1.1 web -- Web modules

The web module provides some basic utility functions and objects which are used throughout the Web Modules.

Version Information

The web module has the following variables:

web.version_info

A tuple similar to sys.version_info in the form (major version, minor version, revision, release candidate, status)

web.version
The version as a string eg '0.4.0rc1'

web.name
The name of the modules as a string

web.date
The date of the release as a string in the format 'yyyy-mm-dd'.

web.status
The release status of the code. For example 'beta'

Useful Objects

The web module provides the following objects:

web.cgi
An object based on the cgi.FieldStorage() object.

The web.cgi object is used to access CGI environment variables such as information submitted from forms or appended to a URL or information about the user's browser. web.cgi provides a dictionary-like interface to all the sumbitted CGI variables.
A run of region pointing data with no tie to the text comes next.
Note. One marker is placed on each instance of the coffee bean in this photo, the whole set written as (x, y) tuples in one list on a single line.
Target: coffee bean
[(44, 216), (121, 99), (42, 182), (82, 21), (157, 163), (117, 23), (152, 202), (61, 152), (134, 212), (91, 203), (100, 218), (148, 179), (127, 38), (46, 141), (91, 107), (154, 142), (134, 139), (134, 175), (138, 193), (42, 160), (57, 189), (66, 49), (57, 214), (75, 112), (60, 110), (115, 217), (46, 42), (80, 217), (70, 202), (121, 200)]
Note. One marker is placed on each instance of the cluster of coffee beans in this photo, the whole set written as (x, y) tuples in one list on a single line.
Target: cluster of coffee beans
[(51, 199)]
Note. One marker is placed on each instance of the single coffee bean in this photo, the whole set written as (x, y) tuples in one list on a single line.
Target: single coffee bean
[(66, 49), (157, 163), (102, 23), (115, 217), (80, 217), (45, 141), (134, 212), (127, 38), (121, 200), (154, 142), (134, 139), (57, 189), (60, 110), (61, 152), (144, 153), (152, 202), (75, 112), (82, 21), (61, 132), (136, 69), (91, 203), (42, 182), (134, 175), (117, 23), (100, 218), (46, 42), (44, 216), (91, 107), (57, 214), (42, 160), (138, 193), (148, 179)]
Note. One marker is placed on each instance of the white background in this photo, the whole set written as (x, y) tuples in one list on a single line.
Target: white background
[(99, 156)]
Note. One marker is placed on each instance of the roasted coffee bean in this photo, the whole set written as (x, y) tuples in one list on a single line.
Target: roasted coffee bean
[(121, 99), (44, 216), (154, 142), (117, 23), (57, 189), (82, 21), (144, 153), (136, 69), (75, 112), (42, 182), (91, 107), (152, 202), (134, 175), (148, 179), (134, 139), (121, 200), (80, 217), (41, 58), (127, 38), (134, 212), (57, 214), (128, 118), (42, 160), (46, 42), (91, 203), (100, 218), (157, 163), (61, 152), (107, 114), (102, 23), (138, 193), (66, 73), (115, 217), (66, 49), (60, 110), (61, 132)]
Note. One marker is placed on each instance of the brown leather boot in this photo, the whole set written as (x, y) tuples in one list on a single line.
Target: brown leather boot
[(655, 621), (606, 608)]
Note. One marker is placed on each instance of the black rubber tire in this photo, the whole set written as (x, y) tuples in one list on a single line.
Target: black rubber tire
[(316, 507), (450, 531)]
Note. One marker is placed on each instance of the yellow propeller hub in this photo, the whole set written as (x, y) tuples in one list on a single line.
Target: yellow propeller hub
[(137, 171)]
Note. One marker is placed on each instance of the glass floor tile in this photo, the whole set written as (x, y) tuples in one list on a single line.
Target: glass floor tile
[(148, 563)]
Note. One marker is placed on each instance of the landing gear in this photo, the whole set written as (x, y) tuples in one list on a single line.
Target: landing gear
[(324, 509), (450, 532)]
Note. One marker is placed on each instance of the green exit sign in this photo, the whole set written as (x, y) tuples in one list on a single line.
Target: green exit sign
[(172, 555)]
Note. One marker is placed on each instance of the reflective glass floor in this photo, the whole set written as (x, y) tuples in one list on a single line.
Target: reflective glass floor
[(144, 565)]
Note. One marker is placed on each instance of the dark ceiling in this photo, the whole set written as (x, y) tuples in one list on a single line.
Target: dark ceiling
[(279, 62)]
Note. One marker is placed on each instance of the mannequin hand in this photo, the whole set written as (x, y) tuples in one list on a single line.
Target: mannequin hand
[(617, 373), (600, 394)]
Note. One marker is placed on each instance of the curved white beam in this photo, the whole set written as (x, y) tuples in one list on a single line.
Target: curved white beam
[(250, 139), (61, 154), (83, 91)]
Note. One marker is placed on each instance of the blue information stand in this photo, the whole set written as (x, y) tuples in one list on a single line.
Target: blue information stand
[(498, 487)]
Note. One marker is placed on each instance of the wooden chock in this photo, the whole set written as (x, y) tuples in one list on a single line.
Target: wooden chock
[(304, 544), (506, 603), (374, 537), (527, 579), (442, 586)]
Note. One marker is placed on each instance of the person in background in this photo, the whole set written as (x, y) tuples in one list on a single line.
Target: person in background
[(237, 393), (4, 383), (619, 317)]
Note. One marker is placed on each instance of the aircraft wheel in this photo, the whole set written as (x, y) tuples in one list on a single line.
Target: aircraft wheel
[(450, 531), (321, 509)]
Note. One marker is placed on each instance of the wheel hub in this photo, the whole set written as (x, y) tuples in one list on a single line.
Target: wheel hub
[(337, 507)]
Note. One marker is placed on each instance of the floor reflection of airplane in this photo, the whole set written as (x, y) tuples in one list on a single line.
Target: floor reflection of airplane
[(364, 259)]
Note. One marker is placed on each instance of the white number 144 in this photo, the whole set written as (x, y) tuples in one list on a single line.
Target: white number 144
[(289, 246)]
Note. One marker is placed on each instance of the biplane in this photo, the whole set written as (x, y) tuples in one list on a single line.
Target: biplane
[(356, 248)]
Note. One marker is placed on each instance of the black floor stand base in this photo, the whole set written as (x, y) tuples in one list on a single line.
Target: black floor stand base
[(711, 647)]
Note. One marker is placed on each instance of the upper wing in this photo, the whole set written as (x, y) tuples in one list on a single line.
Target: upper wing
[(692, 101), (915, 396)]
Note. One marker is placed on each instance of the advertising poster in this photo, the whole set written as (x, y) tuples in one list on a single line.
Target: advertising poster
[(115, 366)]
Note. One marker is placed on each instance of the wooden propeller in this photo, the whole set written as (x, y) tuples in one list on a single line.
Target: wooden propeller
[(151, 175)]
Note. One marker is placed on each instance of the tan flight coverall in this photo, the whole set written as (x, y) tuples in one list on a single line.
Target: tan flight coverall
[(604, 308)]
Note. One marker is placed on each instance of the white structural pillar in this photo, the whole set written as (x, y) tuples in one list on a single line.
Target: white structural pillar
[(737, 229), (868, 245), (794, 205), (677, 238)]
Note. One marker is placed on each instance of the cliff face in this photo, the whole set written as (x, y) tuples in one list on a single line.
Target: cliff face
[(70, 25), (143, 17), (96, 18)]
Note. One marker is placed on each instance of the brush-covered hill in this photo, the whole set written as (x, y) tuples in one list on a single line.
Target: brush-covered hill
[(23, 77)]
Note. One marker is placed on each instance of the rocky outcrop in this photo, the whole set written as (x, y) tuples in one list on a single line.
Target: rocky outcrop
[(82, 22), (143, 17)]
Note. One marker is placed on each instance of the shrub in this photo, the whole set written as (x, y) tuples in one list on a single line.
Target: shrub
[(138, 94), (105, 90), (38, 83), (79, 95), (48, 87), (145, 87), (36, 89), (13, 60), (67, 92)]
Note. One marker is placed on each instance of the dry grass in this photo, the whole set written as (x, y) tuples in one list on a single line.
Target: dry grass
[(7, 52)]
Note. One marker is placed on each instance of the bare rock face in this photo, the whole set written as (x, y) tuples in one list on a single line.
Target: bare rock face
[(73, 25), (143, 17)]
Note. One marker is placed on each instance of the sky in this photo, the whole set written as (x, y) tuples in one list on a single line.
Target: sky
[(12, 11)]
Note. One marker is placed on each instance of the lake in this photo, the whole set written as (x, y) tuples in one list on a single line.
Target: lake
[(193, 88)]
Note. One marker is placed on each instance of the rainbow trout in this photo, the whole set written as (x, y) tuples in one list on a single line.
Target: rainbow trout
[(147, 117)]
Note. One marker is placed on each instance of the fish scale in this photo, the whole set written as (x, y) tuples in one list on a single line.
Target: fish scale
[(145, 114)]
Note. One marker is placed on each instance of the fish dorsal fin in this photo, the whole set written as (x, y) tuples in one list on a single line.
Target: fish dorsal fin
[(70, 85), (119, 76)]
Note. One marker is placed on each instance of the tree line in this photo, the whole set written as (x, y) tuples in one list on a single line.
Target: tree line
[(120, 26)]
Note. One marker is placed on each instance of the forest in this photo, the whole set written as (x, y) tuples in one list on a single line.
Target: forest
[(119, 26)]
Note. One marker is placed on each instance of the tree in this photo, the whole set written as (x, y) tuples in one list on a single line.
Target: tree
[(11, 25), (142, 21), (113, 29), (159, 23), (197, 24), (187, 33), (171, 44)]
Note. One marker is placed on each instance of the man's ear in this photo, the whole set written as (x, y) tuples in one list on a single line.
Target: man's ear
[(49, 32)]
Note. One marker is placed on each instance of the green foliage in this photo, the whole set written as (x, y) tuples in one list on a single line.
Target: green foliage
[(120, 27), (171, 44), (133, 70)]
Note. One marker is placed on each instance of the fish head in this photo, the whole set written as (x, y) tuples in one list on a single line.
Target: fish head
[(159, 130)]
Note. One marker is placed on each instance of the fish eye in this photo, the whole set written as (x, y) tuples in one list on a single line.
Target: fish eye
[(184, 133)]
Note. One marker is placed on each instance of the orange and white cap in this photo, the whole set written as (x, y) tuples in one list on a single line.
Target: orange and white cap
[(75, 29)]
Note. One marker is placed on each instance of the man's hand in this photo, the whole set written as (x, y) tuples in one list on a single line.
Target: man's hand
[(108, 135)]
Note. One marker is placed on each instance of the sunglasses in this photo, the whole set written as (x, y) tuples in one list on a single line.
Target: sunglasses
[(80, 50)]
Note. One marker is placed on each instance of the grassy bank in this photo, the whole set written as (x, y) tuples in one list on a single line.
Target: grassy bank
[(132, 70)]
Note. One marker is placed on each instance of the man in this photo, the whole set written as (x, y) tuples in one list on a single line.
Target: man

Warning: Creating a cgi.FieldStorage object can destroy data that would be used in subsequent creating subsequent cgi.FieldStorage objects so you should only use the web.cgi object which will be created first in order to avoid this problem.

See Also:

cgi Module Documentation
The cgi module documentation distributed with Python has more information about cgi.FieldStorage objects and a full functional specification.

Useful Functions

header( [type='text/html'])

Returns a Content-type HTTP header

type
The content-type to output

encode( html[, mode='url'])

Encode a string for use in an HTML document

html
The string to encode

mode
If mode is 'url' the html string is encoded for use in a URL. If mode is 'form' html is encoded for use in a form field.

Warning: The HTTP protocol doesn't specify the maximum length of URLs but to be absolutely safe try not to let them be longer than 256 characters. Internet Explorer supports URLs of up to 2,083 characters. Any long strings are better off encoded to be put as hidden values in a form with method="POST" rather than encoded and embedded in URLs. Information sent using POST is sent in the HTTP header where there is no limit to the length.

Another reason not to encode larege amounts if information in URLs is that doing so may also result in strange behaviour in certain browsers.